Experts argue that hydrogen buses in cities could help address air pollution over time, especially where vehicular emissions contribute a significant share of total pollution. Why, then, push hydrogen instead of lithium-ion battery buses, which also produce zero tailpipe emissions? The answer lies in energy density. Hydrogen carries far more energy per kg—around 120–142 megajoules—compared with roughly 0.5–1 megajoules for lithium-ion batteries. This allows heavy vehicles to travel longer distances without the weight penalties associated with large battery packs. For sectors such as passenger transport, trucking and logistics, this is a critical advantage.
At the same time, India lacks significant domestic reserves of lithium and cobalt and depends heavily on imports. Hydrogen, by contrast, can be produced locally using abundant solar and wind resources. Batteries will nonetheless continue to play an important role in passenger vehicles and short-duration storage, making the two technologies complementary rather than mutually exclusive.
Cost remains the biggest obstacle. Green hydrogen currently costs around $4–5 per kg, compared to $2–2.5 for grey hydrogen produced from fossil fuels. Without subsidies or carbon pricing, green hydrogen remains uncompetitive for many users.
A typical hydrogen bus consumes about one kg of hydrogen to travel 10km. At current prices, that translates to roughly Rs40 per km, making large-scale deployment expensive. “This is typical when a country creates space for a new energy sector,” says a senior official at GAIL (India) Limited. “Solar energy, when first introduced in India, was expensive and seen as impractical. But as manufacturing scaled up and technology improved, costs fell sharply. Hydrogen is likely to follow a similar trajectory.”

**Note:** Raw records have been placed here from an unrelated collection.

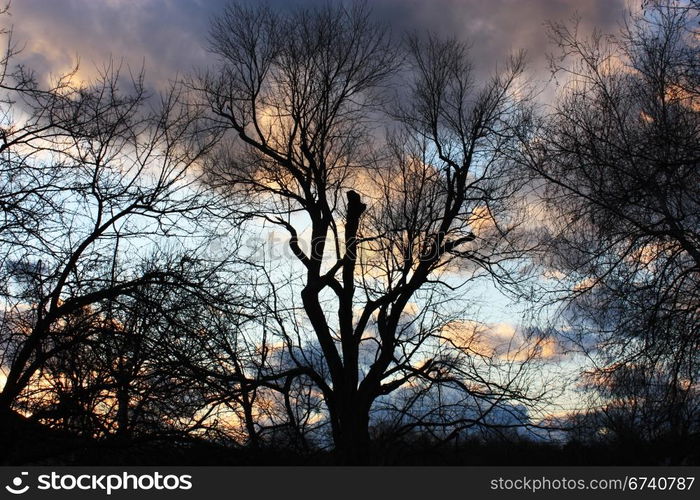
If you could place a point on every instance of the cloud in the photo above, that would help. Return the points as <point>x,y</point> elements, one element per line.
<point>169,36</point>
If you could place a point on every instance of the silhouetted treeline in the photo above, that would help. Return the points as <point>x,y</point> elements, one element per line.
<point>145,313</point>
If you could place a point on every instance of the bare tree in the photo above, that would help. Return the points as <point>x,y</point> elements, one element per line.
<point>94,175</point>
<point>618,158</point>
<point>395,226</point>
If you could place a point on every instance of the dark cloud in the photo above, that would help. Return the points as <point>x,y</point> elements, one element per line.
<point>168,36</point>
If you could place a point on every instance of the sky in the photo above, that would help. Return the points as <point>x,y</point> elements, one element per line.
<point>168,37</point>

The buses currently being tested use a 70kW fuel cell system supported by lithium-ion batteries. With a storage capacity of 30kg of hydrogen at 350 bar pressure, they can travel over 300km on a single tank.
A rough estimate of fuel demand illustrates the scale of future possibilities. IndianOil is setting up a 10,000-tonne-per-annum green hydrogen plant at its Panipat refinery. If this output were used for heavy trucks with a 50kg tank capacity, it could fuel over 500 trucks a day. For buses with an average capacity of 30kg, it could support more than 900 buses daily. For light vehicles with a 5kg capacity, it could theoretically fuel over 5,000 cars per day. This suggests that building capacity for heavy vehicles could also enable the growth of a wider hydrogen mobility ecosystem, including lighter vehicles.
India currently imports 75–80 per cent of its lithium-ion battery cells and critical components. Domestic manufacturing is largely limited to assembly and packaging. With no significant reserves of lithium or cobalt, this dependence creates long-term vulnerability. Hydrogen offers an alternative pathway, as it can be produced domestically. However, its production still relies on imported components used in electrolysers.
“Rare earth minerals used in advanced electrolyser systems are not widely available in India,” says Nishita Baliarsingh, co-founder and CEO of Nexus Power, which makes rechargeable, bio–organic batteries. “If alternatives are developed, we could produce hydrogen domestically without relying on imports and move closer to energy sovereignty.”